-
Notifications
You must be signed in to change notification settings - Fork 37
Description
The Lucene FSTOrdPostingsFormat (Solr schema postingsFormat="FSTOrd50") Is like FSTPostingsFormat but has "ordinals" -- term ordinals. Ordinals are not supported by most postings formats but this one has it. In TermPrefixCursor.java I left a comment that it could be more efficient we we could use ordinals. I think this might be true. Instead of eagerly reading & caching the postings (list of docIDs), we could just capture the ordinal (an int). This'd replace some of the "IntsRef" with this integer ordinal. TPC wouldn't need docIdsCache either. Later when we resolve it in getDocIds(), that's when we do the actual work which is perhaps not expensive. Sometimes we're never consulted to even do that, thus saving some time. The tag may have been eliminated due to overlapping, or it may have effectively been cached at a higher level (TaggerRequestHandler transforms to the uniqueKey values then caches that).

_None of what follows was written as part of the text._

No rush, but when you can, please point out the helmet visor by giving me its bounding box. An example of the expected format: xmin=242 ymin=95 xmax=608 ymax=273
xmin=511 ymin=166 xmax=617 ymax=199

I'm not sure how much benefit this would bring; it could be net loss; hard to be sure.
Down side is we'd basically be limited to this PostingsFormat. At least the PostingsWriterBase aspect of this one is pluggable (kinda) should we want some future improvements to allow a total in-memory option. To ameliorate this down-side, we could support any PF via grabbing the "TermsState" instead, and presumably the termState of FSTOrdPostingsFormat is effectively the ordinal.